Merasa dibela, Bu Tut pura-pura merajuk. "Nih, saya bayar semua belanjaan saya," ucapnya ketus sembari menyodorkan uang lima belas ribu.

"Loh, nggak sekalian sama hutang-hutang yang kemarin, Bu?"

"Nggak lah.., sebenarnya saya pengen bayar tapi karena Akang bicara begitu, saya jadi males bayar! Ayo, gays kita cabut." Bu Tut bicara seenaknya. Beserta gengnya, mereka berlalu meninggalkan gerobak kang sayur.

Kang Parto hanya bisa melongo melihat kelakuan para gadis berumur itu.

"Heleh.., dikira bayar sekalian sama hutang, taunya cuma bayar belanjaan tadi aja. Sudah lah lama milihnya yang dibeli juga sedikit," gerutu Kang Parto.

"Ngomongin orang jagonya. Nggak ngaca sama kelakuan sendiri." Lelaki berumur 30 tahun itu masih menggerutu sambil mendorong gerobaknya menuju gang sebelah.

****

Rania sampai ke rumah dengan muka cemberut. Pertemuan dengan Bu Tut di kang sayur tadi sukses membuat moodnya berantakan.

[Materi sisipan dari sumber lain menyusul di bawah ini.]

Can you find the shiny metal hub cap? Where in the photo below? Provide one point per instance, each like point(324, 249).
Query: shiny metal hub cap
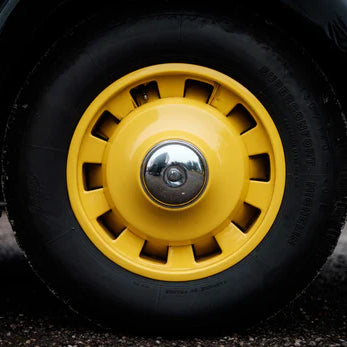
point(174, 173)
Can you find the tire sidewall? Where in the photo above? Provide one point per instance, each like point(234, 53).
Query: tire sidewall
point(63, 85)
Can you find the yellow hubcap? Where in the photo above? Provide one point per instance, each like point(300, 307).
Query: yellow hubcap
point(228, 215)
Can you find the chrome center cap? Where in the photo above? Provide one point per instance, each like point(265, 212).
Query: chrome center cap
point(174, 173)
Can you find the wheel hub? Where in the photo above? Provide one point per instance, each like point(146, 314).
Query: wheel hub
point(174, 173)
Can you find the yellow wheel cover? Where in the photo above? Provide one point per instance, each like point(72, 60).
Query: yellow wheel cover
point(191, 104)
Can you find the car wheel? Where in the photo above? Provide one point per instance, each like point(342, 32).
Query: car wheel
point(176, 168)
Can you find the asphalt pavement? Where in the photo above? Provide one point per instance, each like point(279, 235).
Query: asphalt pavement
point(31, 316)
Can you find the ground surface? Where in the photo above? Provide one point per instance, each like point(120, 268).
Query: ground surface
point(31, 316)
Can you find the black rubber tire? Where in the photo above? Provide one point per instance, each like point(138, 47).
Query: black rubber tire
point(262, 58)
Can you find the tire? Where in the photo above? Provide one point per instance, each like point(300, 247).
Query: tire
point(305, 121)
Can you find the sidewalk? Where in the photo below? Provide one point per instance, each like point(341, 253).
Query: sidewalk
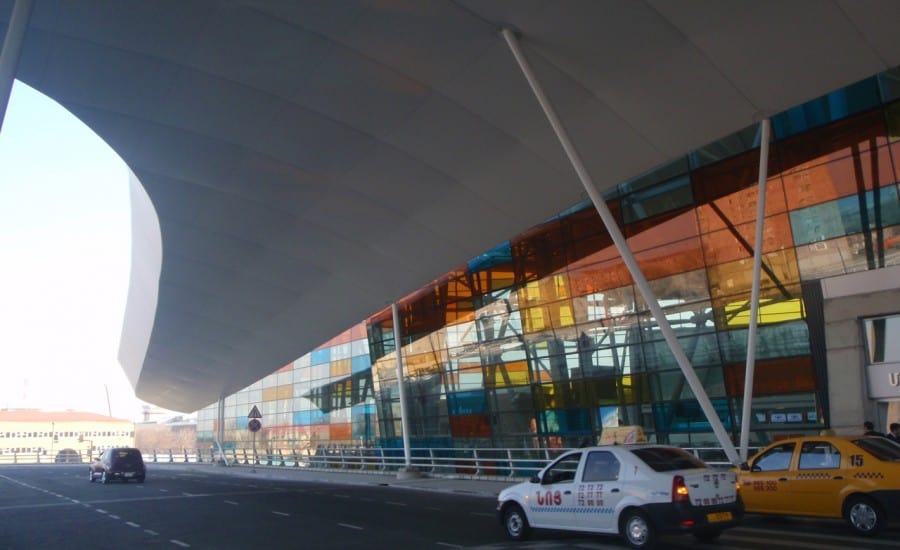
point(488, 487)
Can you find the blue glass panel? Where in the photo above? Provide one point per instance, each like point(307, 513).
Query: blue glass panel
point(564, 421)
point(687, 416)
point(319, 356)
point(831, 107)
point(467, 402)
point(889, 84)
point(360, 363)
point(842, 217)
point(500, 255)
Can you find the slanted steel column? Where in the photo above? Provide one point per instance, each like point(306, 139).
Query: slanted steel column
point(12, 46)
point(754, 293)
point(622, 245)
point(404, 424)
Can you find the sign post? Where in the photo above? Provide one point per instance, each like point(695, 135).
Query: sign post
point(254, 425)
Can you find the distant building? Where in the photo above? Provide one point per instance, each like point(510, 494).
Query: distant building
point(176, 434)
point(31, 436)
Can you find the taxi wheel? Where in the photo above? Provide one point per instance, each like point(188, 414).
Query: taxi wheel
point(516, 523)
point(637, 530)
point(864, 515)
point(709, 535)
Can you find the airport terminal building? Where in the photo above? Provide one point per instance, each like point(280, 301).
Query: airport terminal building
point(544, 340)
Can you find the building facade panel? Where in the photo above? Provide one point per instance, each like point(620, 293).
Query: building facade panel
point(544, 340)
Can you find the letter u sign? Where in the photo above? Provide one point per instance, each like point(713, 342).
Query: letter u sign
point(894, 378)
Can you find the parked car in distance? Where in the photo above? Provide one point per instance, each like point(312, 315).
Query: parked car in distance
point(636, 491)
point(122, 463)
point(855, 478)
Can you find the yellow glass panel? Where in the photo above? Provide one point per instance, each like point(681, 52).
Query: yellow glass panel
point(534, 320)
point(770, 311)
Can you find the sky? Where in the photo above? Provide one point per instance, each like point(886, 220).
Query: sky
point(65, 240)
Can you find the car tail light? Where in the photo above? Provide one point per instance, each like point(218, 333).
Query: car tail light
point(679, 490)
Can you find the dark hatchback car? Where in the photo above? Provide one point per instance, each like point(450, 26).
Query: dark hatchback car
point(122, 463)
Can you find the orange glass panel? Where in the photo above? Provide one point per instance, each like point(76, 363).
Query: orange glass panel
point(341, 432)
point(656, 233)
point(810, 185)
point(740, 207)
point(790, 375)
point(674, 257)
point(723, 246)
point(731, 175)
point(736, 278)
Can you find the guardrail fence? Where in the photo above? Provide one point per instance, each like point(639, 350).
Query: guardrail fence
point(512, 463)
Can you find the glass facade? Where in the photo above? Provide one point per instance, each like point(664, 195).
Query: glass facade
point(545, 340)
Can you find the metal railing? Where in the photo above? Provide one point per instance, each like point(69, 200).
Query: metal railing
point(506, 463)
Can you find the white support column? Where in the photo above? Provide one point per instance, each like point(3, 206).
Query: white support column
point(754, 293)
point(622, 245)
point(404, 425)
point(12, 47)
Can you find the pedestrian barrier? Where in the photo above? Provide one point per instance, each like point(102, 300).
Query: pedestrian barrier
point(485, 462)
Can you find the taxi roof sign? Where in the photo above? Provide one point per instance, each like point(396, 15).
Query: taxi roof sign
point(619, 435)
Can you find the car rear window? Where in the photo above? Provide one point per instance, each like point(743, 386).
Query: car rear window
point(881, 447)
point(127, 456)
point(666, 459)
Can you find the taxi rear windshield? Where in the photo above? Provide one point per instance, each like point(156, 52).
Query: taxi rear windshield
point(666, 459)
point(881, 448)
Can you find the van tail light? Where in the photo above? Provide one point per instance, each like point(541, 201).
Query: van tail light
point(679, 490)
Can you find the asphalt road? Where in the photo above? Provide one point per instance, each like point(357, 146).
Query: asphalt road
point(54, 506)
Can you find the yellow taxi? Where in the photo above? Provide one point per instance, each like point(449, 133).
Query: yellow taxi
point(855, 478)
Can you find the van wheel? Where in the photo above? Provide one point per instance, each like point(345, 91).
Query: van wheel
point(709, 535)
point(864, 516)
point(637, 530)
point(516, 523)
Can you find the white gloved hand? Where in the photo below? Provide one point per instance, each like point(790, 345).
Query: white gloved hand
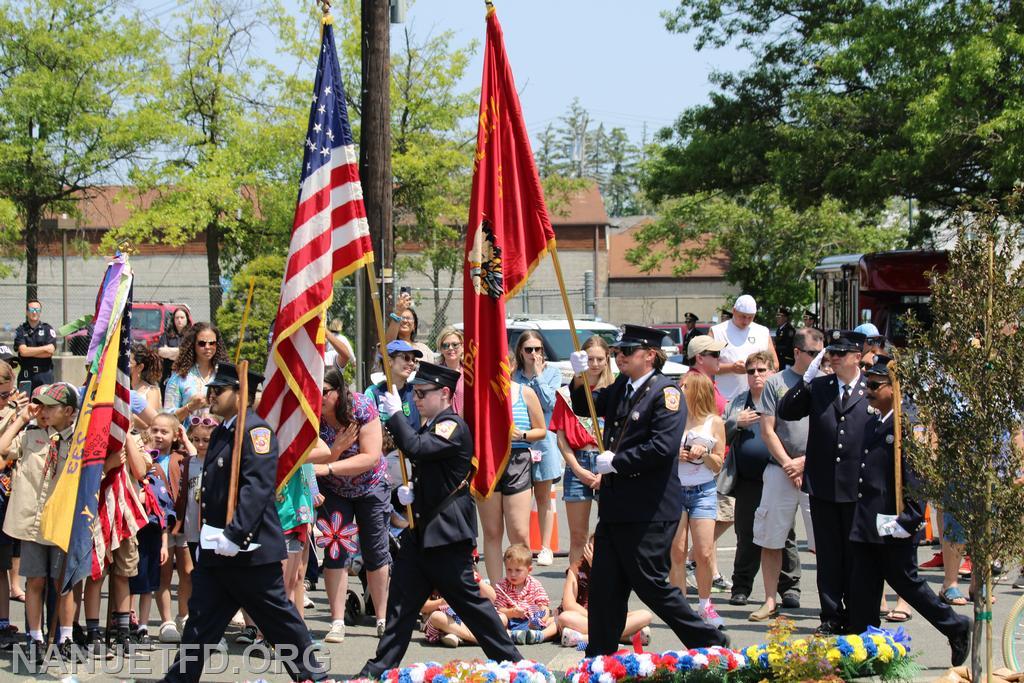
point(406, 495)
point(391, 401)
point(604, 465)
point(579, 361)
point(225, 546)
point(812, 370)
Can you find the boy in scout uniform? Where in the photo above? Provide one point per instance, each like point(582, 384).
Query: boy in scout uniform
point(437, 554)
point(641, 498)
point(885, 545)
point(229, 575)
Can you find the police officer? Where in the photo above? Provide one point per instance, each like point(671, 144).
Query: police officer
point(231, 571)
point(884, 544)
point(438, 553)
point(35, 342)
point(839, 412)
point(641, 497)
point(784, 333)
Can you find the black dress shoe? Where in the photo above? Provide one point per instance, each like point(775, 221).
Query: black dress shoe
point(960, 646)
point(738, 599)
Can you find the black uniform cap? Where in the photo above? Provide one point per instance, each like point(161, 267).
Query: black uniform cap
point(429, 373)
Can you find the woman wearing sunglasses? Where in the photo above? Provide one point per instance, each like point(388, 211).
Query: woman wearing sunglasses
point(451, 346)
point(201, 350)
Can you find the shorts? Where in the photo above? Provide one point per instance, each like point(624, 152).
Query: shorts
point(777, 512)
point(371, 512)
point(574, 491)
point(125, 561)
point(726, 509)
point(147, 579)
point(517, 476)
point(39, 560)
point(698, 501)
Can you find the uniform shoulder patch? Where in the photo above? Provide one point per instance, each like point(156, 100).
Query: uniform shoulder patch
point(445, 428)
point(261, 439)
point(672, 396)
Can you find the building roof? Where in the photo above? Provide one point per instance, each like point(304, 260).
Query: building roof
point(621, 268)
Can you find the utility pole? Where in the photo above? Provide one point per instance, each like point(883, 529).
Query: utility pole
point(375, 165)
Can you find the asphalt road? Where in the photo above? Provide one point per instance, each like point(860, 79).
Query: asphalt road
point(931, 648)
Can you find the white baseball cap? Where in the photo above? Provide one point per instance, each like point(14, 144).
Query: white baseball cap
point(745, 304)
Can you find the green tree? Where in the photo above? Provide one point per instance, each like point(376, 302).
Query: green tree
point(771, 248)
point(230, 125)
point(968, 395)
point(860, 101)
point(76, 77)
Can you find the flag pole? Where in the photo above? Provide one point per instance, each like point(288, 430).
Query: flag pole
point(245, 318)
point(240, 434)
point(576, 343)
point(375, 299)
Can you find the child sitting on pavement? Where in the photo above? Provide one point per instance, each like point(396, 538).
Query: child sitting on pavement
point(522, 600)
point(572, 615)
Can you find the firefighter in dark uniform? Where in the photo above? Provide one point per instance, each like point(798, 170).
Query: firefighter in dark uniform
point(641, 498)
point(437, 554)
point(885, 544)
point(691, 331)
point(784, 333)
point(839, 412)
point(35, 343)
point(227, 575)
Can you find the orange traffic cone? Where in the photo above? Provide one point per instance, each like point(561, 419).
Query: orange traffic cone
point(535, 526)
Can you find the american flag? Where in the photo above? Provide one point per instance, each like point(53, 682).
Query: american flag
point(330, 240)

Melihat raut wajah istrinya, Irwan-- suaminya bertanya, "Ada apa, Yank? Kok, datang dari belanja mukanya cemberut gitu? Habis digodain si Parto, ya?" Dengan nada sedikit cemburu.

"Huh..." Rani menghela nafas. "Apaan sih, Mas! Aku lagi bete juga, habis ketemu sama Mak Lampir!"

Suaminya terlihat bingung. Dia tidak mengerti, siapa yang dimaksud istrinya Mak Lampir.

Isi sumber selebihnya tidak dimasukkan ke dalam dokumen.